Muhammed Esed = (O inkarcılara gelince;) onlar asıl Son Saat'in (geleceğini) yalanladılar! Oysa, Biz Son Saat gerçeğini yalanlayanlar için harlı bir ateş hazırlamışızdır:
Mustafa İslamoğlu = Hayır! Onların (asıl problemi) Son Saat'i yalanlamış olmalarıdır. Ama Biz Son Saat'i yalanlayan kimseler için kışkırtılmış çılgın bir ateş hazırlamışızdır.
Ömer Nasuhi Bilmen = Belki Kıyameti de tekzîp ettiler. Biz de Kıyameti tekzîp edenler için şiddetli bir ateş hazırladık.
Ömer Öngüt = Üstelik onlar kıyameti de yalanladılar. Biz o saati yalanlayanlara alevli bir ateş hazırladık.
Şaban Piriş = Onlar zaten (Kıyamet) saatini yalanlamışlardı. Kıyameti yalanlayanlar için alevli bir ateş hazırladık.
Sadık Türkmen = Aksine onlar kıyamet saatini yalanladılar. Biz de kıyamet saatini yalanlayan kimse için, çılgınca yanan bir ateş hazırladık.

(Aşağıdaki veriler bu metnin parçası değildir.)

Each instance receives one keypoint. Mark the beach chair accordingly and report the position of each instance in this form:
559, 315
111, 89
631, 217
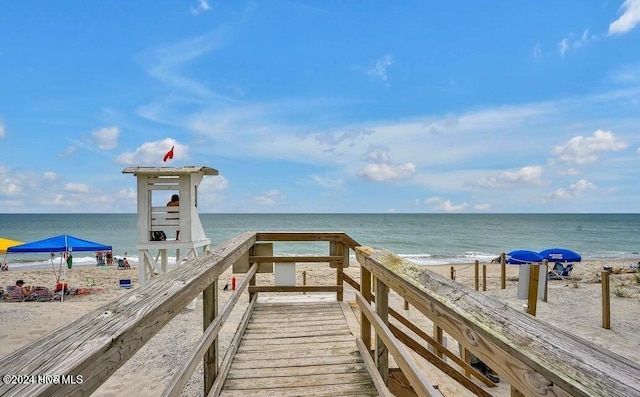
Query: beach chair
14, 294
43, 294
123, 264
560, 271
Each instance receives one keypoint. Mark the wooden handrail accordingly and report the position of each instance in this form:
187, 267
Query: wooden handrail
533, 356
418, 381
180, 379
438, 362
97, 344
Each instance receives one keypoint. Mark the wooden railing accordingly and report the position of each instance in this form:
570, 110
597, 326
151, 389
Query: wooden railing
535, 358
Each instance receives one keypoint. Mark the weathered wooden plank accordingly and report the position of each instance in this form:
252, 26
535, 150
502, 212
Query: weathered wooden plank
297, 362
300, 381
287, 318
266, 348
97, 344
309, 391
370, 365
295, 324
535, 357
297, 371
300, 308
295, 259
296, 328
297, 353
301, 359
296, 335
250, 344
418, 381
438, 362
225, 366
296, 288
299, 236
210, 334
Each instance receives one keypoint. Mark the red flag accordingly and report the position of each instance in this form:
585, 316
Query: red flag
169, 155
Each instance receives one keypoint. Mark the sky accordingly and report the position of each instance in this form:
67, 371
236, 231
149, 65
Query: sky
323, 106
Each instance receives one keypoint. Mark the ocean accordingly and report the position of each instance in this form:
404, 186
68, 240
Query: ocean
426, 239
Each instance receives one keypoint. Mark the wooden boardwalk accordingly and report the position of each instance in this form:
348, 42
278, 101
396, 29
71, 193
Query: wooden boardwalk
301, 349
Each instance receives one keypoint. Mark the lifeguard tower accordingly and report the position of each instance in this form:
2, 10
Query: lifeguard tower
156, 185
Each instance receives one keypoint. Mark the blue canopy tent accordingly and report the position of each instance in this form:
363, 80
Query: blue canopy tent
63, 243
519, 257
561, 255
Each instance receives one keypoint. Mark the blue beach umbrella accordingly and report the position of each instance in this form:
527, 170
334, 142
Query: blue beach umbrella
560, 255
519, 257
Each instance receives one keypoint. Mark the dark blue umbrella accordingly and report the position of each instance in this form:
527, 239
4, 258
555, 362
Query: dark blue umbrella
519, 257
560, 255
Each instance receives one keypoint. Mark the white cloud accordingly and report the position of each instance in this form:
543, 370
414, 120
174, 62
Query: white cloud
152, 153
202, 6
106, 138
584, 150
71, 187
327, 182
482, 207
445, 205
387, 172
573, 43
628, 20
574, 191
380, 168
271, 197
379, 70
69, 151
524, 176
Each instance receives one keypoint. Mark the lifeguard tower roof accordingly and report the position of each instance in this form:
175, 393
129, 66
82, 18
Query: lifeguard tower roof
189, 169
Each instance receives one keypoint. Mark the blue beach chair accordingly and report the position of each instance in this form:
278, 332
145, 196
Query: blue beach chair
560, 271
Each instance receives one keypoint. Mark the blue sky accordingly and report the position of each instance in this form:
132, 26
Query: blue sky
324, 106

Seyyid Kutub = Aslında onlar Kıyamet gününü yalanlamışlardır. Biz de Kıyamet gününü yalanlayanlara çılgın alevli bir ateş hazırladık.
Suat Yıldırım = Ayrıca onlar kıyameti de yalan saydılar. Kıyameti yalanlayana ise Biz alevli bir ateş hazırlardık.

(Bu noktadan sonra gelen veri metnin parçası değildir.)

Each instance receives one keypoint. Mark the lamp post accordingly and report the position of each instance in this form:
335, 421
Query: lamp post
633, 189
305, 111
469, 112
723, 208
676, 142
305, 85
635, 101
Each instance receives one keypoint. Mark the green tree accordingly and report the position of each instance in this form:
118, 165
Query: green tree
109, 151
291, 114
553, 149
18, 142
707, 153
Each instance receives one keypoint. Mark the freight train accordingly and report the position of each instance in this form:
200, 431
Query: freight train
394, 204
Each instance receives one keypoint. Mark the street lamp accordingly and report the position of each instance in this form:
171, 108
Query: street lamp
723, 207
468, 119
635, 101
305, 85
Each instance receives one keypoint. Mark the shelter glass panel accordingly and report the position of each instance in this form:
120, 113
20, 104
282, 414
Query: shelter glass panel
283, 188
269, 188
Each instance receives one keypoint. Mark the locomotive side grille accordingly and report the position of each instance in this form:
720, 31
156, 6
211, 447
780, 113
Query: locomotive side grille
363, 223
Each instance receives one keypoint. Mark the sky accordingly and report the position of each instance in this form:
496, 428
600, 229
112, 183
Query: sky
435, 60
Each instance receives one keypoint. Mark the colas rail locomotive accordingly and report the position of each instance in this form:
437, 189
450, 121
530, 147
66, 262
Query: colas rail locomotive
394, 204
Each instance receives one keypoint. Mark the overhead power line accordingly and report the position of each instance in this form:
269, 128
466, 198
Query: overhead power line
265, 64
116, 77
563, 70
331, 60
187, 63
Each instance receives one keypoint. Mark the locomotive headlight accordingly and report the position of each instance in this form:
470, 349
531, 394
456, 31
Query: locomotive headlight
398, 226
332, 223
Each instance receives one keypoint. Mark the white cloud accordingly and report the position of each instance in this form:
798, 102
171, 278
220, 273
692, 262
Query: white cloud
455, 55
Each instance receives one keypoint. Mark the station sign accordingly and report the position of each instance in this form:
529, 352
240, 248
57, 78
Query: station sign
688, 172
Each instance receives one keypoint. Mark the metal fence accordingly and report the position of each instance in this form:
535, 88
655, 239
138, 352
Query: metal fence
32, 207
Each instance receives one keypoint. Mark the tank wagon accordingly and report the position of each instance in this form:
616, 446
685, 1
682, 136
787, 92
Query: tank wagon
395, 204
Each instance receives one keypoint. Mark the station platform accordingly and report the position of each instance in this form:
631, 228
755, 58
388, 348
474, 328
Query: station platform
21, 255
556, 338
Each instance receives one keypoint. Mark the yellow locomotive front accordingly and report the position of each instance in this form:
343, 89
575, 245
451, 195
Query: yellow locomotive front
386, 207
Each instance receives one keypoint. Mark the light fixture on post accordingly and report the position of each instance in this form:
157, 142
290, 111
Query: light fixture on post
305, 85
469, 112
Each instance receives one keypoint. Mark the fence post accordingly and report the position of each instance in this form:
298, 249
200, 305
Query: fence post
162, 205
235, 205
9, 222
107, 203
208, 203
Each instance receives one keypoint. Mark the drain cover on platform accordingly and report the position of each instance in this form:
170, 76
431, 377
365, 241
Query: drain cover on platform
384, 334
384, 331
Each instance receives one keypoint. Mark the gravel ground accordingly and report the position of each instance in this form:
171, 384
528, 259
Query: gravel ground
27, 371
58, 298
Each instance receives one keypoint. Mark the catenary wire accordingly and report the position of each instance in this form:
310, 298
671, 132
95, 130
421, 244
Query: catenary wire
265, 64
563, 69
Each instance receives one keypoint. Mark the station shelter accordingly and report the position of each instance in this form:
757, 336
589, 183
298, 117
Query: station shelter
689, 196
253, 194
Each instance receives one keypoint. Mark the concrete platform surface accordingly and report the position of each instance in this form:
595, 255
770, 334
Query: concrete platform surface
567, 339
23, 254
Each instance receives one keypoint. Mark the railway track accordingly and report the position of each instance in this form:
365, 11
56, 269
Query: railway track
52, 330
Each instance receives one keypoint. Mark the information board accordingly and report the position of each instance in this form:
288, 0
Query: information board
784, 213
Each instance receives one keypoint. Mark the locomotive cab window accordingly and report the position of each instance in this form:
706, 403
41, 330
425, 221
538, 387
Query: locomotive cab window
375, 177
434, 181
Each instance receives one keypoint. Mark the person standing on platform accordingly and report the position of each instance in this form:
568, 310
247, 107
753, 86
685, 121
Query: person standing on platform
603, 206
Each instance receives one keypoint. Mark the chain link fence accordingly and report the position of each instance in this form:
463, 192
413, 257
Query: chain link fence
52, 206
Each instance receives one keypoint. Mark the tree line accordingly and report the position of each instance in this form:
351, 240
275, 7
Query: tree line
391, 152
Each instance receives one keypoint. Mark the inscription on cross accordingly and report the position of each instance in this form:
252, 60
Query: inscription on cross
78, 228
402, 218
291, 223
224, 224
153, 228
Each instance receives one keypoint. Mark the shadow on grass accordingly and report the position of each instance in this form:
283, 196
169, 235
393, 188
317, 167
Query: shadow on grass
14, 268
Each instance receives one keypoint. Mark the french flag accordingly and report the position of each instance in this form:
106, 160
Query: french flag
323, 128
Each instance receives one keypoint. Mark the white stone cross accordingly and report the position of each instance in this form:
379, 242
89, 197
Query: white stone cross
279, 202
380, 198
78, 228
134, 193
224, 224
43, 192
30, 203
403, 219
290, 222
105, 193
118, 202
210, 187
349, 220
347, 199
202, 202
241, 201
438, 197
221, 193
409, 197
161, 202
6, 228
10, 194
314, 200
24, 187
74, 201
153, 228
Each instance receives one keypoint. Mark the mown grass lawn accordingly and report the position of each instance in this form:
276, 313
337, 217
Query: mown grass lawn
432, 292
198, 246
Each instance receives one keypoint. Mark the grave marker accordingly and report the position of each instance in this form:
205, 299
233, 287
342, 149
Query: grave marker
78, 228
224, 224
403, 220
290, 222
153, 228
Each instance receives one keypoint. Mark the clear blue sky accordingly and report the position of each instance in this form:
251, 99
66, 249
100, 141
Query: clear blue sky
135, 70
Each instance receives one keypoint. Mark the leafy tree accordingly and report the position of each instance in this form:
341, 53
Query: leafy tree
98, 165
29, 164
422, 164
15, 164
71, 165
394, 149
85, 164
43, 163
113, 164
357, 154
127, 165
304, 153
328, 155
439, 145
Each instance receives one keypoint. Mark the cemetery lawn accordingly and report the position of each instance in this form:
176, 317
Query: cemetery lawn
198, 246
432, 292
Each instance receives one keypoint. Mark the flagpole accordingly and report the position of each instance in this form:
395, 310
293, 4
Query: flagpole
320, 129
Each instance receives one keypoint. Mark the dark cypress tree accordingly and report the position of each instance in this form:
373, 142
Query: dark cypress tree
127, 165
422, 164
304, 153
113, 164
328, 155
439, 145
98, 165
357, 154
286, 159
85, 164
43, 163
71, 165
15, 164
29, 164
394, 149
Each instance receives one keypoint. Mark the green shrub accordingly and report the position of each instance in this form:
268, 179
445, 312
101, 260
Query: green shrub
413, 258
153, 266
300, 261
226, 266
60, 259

Süleyman Ateş = Onlar (senin hakkında o yakışıksız sözleri söylemekle kalmadılar) bilakis, (Duruşma) sâ'ati(ni) de yalanladılar. Biz (Duruşma) sâ'ati(ni) yalanlayanlara alevli bir ateş hazırlamışızdır.
Tefhim-ul Kuran = Hayır, onlar kıyamet saatini yalanladılar; biz kıyamet saatini yalan sayanlara çılgınca yanan bir ateş hazırladık.
Ümit Şimşek = Aslında onlar kıyameti yalanladılar. Biz ise, kıyameti yalanlayanlar için alevli bir ateş hazırladık.
Yaşar Nuri Öztürk = İş onların söyledikleri gibi değil. Onlar o kıyamet saatini yalanladılar. Ve biz, kıyamet saatini yalanlayanlara alevli bir ateş hazırlamışızdır.
İskender Ali Mihr = Hayır, onlar o saati (kıyâmeti) yalanladılar. Ve Biz, o saati tekzip edenlere (yalanlayanlara), alevli ateş (cehennem) hazırladık.
İlyas Yorulmaz = Onlar kıyamet gününü yalanlıyorlar. Bizde kıyamet gününü yalanlayanlar için yakıcı ateşi hazırladık.